Henry Willis

University of North Carolina, Chapel Hill

Henry Willis is a Ph.D. candidate in the Clinical Psychology program and he received his B.S. in psychology from Howard University and his M.A. in clinical psychology from Columbia University. His current interests include exploring the relationship between online and offline racial discrimination and mental health outcomes, understanding sociocultural protective factors (i.e., racial identity) and how they impact psychopathology (i.e., obsessive-compulsive disorder) within African Americans, creating cultural adaptations of evidence-based treatments, and utilizing mobile-health technology to increase access to mental health treatments for underserved populations. In 2018, Henry was awarded the Ford Foundation Predoctoral Fellowship from the National Academies of Sciences, Engineering, and Medicine.
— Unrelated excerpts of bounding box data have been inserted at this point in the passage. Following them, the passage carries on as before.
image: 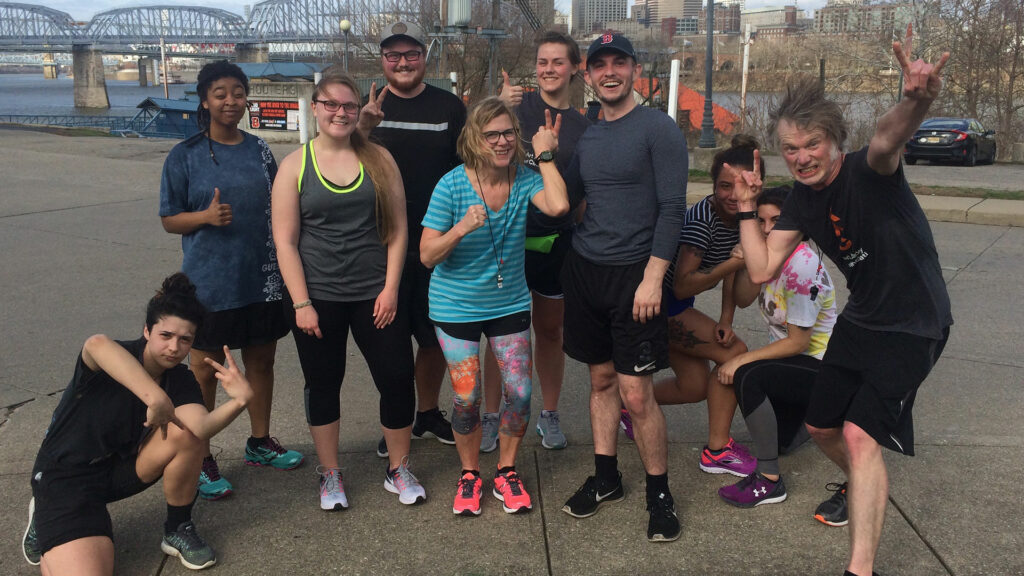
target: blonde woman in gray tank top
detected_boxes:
[271,66,426,510]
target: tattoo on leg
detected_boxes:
[669,315,710,348]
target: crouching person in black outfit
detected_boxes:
[23,273,253,575]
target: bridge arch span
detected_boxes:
[0,2,80,45]
[85,5,247,44]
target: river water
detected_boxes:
[0,72,195,117]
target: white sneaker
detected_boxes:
[384,456,427,504]
[316,466,348,510]
[480,412,502,452]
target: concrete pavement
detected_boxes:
[0,130,1024,576]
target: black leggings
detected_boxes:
[285,298,416,429]
[732,354,821,475]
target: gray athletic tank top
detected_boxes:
[299,141,387,302]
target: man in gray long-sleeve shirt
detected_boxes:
[562,34,687,542]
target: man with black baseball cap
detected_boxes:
[358,22,466,458]
[562,33,687,542]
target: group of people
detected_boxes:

Dissertation Title: The Associations Between Online Racial Discrimination, Racial Identity, and Psychological Well-Being in African American Young Adults: Implications for mobile-Mental Health Treatments

Dissertation Abstract: Researchers have noted the experience of online racial discrimination (ORD) among African American (AA) young adults continues to rise (e.g., Tynes et al., 2012). Similarly, AA young adults are also continuing to report experiences of interpersonal racial discrimination. Although both forms of discrimination are linked to negative psychological outcomes (i.e., Smith & Silva, 2011), few studies have examined how ORD and RD may interact to impact psychological well-being within this population. Despite these associations, researchers have noted that racial identity – the personal significance and meaning of race, may serve as a protective factor against the impact of RD, but current research is limited in that few studies have explored if RI protects against the influence of ORD. Finally, given the barriers to effective mental health (MH) treatments in AA communities (e.g., inadequate insurance, stigma, etc.), the development of a mobile-Health platform that targets RI and ORD when treating MH within this population may help alleviate disparities in MH-care. As such, Henry’s proposed dissertation will utilize a multi-method investigation (i.e., cross-sectional, longitudinal, and focus group studies) within AA young adult samples in order to: a) explore how ORD, SM, and RD are related to negative mental health symptoms; b) investigate how RI beliefs are related to psychological distress; and c) explore how this population would want to utilize a mobile-Health app aimed at negative MH symptoms. Findings will set the foundation for the development of a culturally-adapted mobile-Health intervention that has the potential to reduce disparities in access to effective and evidence-based treatments within AA communities.